Une bavure dégradait toutefois ce tableau du Grand Ouest américain, puisque l'un des deux hommes assis à cette table semblait déjà ivre mort, sa tête reposant lourdement sur le plateau de bois, au milieu des milliers de fins éclats de verre brisé qui s'étaient formés comme résultat de sa chute.
Le second buvait encore, s'apprêtant à empiler un ultime verre à shot sur une pyramide plus qu’impressionnante. Le fait qu'il ne soit pas encore tombé relevait de l'exploit, mais qu'il ait encore soif...
De l'impossible, probablement.
Nathan n'ayant jamais rencontré une personne avec des cheveux courts couleur platine, cela l'interpella immédiatement lorsqu'il étudia plus attentivement les traits tirés de celui qu'il aurait qualifié de cinquantenaire à première vue.
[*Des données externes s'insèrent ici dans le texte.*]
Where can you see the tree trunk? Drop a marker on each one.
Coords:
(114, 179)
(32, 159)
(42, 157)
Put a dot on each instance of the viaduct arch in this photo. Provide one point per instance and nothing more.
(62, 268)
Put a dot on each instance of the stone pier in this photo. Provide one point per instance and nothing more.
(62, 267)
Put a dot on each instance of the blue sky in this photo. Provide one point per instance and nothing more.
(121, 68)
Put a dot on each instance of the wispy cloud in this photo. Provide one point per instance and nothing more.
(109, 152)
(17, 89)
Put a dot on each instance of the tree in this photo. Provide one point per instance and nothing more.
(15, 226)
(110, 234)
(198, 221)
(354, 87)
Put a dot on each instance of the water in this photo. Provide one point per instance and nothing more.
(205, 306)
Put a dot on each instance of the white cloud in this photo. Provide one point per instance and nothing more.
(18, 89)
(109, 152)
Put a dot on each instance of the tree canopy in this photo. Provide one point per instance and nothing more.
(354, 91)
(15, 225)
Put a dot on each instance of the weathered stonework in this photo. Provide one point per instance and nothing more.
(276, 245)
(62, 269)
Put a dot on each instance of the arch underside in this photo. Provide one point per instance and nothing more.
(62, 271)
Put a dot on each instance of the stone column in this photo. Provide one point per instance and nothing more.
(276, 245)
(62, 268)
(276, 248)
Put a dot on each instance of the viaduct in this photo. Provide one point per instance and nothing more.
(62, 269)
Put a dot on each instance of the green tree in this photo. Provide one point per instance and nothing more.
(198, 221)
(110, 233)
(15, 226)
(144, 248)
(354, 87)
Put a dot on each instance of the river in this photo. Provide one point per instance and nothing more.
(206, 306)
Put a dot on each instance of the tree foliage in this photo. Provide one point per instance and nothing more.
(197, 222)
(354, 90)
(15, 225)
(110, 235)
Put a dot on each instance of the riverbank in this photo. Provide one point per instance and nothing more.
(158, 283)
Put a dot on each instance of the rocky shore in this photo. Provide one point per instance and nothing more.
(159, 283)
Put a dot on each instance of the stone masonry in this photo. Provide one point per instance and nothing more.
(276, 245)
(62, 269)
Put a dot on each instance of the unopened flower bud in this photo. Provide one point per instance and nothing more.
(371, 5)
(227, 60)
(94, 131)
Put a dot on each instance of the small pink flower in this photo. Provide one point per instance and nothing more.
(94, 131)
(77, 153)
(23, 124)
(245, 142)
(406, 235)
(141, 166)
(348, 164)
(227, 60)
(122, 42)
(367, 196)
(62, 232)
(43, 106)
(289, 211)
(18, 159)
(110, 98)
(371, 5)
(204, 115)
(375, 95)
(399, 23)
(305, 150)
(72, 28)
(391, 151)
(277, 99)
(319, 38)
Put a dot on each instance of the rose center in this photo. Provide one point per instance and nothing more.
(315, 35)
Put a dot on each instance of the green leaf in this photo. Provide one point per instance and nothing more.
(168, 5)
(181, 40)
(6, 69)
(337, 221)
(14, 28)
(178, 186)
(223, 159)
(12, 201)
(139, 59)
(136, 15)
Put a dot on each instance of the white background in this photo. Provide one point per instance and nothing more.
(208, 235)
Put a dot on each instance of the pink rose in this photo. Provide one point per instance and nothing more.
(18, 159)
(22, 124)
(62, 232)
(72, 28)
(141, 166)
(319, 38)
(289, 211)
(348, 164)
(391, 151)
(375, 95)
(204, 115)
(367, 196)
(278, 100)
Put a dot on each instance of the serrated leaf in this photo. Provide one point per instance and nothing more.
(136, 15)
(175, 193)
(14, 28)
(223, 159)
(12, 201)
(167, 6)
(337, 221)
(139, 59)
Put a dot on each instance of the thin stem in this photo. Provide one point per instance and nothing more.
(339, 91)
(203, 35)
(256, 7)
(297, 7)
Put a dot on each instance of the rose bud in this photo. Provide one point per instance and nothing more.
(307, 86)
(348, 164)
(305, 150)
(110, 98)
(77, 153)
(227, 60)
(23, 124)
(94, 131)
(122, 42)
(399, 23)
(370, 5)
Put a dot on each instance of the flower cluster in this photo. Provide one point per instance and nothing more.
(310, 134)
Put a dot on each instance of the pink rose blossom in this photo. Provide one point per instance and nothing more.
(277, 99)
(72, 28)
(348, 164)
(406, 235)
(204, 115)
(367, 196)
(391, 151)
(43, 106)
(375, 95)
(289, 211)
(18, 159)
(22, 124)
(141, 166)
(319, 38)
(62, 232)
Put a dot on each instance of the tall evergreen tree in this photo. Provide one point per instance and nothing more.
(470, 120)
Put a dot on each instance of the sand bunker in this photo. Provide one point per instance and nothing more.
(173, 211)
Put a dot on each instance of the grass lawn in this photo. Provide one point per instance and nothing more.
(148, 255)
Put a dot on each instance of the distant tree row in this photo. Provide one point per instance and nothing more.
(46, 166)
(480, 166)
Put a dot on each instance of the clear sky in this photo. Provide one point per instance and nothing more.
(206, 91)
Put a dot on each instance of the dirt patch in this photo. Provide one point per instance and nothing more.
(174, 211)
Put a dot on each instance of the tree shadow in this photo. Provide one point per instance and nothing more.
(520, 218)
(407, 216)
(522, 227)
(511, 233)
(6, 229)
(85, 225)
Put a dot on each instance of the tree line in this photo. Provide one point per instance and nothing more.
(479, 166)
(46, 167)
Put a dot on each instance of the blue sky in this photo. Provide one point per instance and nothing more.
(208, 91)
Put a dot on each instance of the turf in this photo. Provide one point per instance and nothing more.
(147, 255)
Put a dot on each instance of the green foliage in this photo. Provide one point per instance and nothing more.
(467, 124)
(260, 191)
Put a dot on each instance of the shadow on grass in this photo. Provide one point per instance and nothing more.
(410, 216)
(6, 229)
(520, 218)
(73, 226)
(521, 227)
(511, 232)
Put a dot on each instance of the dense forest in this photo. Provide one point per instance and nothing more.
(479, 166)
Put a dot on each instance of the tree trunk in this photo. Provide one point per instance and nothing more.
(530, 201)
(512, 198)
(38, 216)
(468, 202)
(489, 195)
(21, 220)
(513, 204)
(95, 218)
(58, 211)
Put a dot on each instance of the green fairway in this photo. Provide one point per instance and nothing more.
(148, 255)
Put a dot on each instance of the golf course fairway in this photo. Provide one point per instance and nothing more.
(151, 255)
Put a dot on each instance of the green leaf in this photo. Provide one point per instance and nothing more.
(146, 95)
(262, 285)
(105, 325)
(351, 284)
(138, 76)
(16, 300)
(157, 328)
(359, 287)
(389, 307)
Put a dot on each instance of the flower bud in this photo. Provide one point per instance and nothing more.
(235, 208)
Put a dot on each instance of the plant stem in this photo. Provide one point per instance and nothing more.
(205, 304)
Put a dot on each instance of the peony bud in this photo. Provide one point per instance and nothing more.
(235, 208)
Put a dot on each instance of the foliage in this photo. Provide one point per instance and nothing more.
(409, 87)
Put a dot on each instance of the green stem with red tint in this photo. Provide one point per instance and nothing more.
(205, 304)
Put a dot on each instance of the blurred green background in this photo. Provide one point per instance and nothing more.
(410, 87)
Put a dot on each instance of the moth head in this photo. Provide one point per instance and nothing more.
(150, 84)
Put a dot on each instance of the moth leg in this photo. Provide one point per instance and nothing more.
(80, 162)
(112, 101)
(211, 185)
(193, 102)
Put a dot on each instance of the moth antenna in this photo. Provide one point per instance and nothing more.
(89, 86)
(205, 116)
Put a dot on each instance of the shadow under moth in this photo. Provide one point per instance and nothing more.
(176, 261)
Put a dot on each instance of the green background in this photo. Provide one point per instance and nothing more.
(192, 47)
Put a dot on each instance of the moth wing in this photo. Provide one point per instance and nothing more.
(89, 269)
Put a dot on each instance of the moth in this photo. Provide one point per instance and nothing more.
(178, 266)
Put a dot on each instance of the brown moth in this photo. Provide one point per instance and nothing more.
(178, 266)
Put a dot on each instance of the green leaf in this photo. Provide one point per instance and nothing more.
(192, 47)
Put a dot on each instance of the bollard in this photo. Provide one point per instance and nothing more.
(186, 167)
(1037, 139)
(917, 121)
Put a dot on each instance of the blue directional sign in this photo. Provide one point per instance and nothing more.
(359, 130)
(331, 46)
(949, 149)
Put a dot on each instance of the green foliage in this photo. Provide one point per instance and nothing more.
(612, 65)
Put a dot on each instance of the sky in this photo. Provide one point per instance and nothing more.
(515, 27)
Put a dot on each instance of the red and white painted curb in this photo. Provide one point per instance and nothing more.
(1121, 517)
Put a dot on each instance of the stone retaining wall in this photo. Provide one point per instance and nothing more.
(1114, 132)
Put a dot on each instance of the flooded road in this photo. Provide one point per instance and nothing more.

Il se méfiait désormais, car Rose lui avait démontré par sa seule existence que les apparences sont parfois trompeuses en termes d’âge.
L'homme victorieux martela son triomphe sur la boiserie, abattant son verre avec la force, la précision, et la satisfaction du duelliste expérimenté. La pyramide trembla, l'assistance vibra, ainsi le spectacle se termina.
Nathan ne s’attarda pas pour découvrir ce qu’il se passait après que le vainqueur avait étendu le perdant. Il préférait ne pas savoir et poursuivre son petit tour tranquille des environs, appliquant ainsi les conseils de prudence de ses hôtes. Ne connaissant pas le peuple HoLii, sa langue et ses coutumes, mieux valait ne pas traîner. Torlysse avait été claire à ce sujet. Après le long somme qu’il avait fait et avec les blessures qu’il s’était faites, mieux valait rester discret et ne pas s’attirer d’ennuis.
Pas tant qu’il n’aurait pas récupéré toutes ses forces.